The purpose of this framework contract is to build on and extend the work of contract MOVE-C2-2014-269 towards developing and validating a full-fledged noise modelling capability for all rotorcraft,   representative of today’s and of future operations. This will include the underpinning modelling methodology, the corresponding modelling software and the experimental datasets required to address the intended coverage. The experimental tests will include large helicopters to complement previous campaigns, and the further development of the NORAH prototype into a tool which Member States, the European Commission and EASA can use to perform noise impact assessments.

The main tasks and deliverables

Within this framework contract, the following tasks are planned:

  • Extend NORAH noise propagation modelling capabilities, e.g. to account for urban environment, for varried terrain and vegetation, and weather effects; 
  • Enhance NORAH source modelling capabilities, covering a wider range of flight conditions than available in the noise database;
  • Prepare for the rotorcraft noise tests, including: optimisation and update of the generic noise test plan to cover additional flight modes (e.g. hover), identification and prioritisation of the rotorcraft for the noise tests (including EVTOL) ensuring a good coverage of European fleet, investigation of the availability and costs for renting rotorcraft and test sites;
  • Expand the helicopter types in the NORAH hemisphere repository by dedicated noise testing;
  • Implement the revised noise modelling methodology into a new software;
  • Validate the NORAH modelling method against benchmark data.

Research Project Report SC01: Rotorcraft noise modelling method

The first part of the project was completed in September 2021. The main deliverable consists of a revised rotorcraft noise modelling method which covers a broader range of flight conditions and sound propagation effects. The method is available in the report.

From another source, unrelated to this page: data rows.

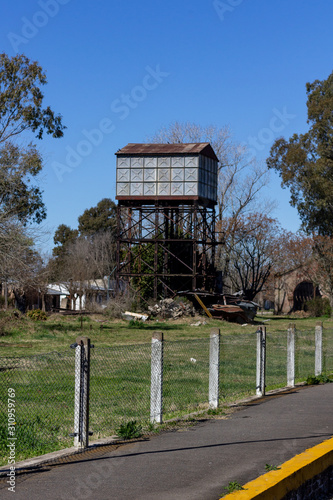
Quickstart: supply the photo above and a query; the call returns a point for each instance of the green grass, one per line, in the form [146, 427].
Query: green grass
[36, 360]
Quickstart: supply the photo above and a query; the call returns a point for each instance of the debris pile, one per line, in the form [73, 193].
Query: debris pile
[170, 308]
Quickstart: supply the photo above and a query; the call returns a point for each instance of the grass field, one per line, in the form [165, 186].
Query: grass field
[37, 362]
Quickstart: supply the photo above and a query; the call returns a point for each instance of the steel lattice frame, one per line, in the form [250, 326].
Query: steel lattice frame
[167, 247]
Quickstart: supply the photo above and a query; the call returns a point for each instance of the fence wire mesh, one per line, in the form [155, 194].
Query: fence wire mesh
[44, 388]
[120, 384]
[237, 366]
[276, 360]
[119, 387]
[327, 351]
[304, 355]
[185, 376]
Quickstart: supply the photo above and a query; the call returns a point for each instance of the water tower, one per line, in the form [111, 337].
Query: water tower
[166, 217]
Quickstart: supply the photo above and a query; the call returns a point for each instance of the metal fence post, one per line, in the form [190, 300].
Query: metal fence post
[156, 388]
[291, 355]
[214, 365]
[261, 361]
[318, 348]
[81, 400]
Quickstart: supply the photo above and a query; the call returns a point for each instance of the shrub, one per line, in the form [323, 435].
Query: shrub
[318, 307]
[37, 315]
[130, 430]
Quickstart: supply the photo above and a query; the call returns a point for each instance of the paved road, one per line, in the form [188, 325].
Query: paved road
[196, 463]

A prioritised selection of new helicopter types for inclusion in the NORAH model was developed, together with a generic noise test plan for those. This test plan takes into account the lessons learned from the earlier NORAH noise test campaign such that new data can be acquired in a more cost-effective manner.

The next phase of the project will run until the first quarter of 2024. It will include noise tests for the identified high-priority rotorcraft and the development of a new NORAH software prototype in line with the revised rotorcraft noise modelling method.

Research Project Report SC02: Determination of a human dose-response with respect to single events of Urban Air Mobility-type vehicles

This study presents dose-responses relationships for a new class of aircraft vehicles, namely four drones and one air taxi. Also, a small fixed wing aircraft has been included, and two helicopters that can be considered as reference measurements. A-weighted Sound Exposure Level (SEL) has been used to determine the input sound levels (‘dose’) for the stimuli.

Stimuli have been presented using a headphone as a mono sound on both ears, so no binaural representation was used.

Results from the measurements show expected reported higher annoyance rates for increased SEL values for each vehicle. Differences can be seen between the highly annoyance scores of the helicopters on one hand (lower), and the other vehicles on the other hand (higher), especially in SEL values above 70 dB(A).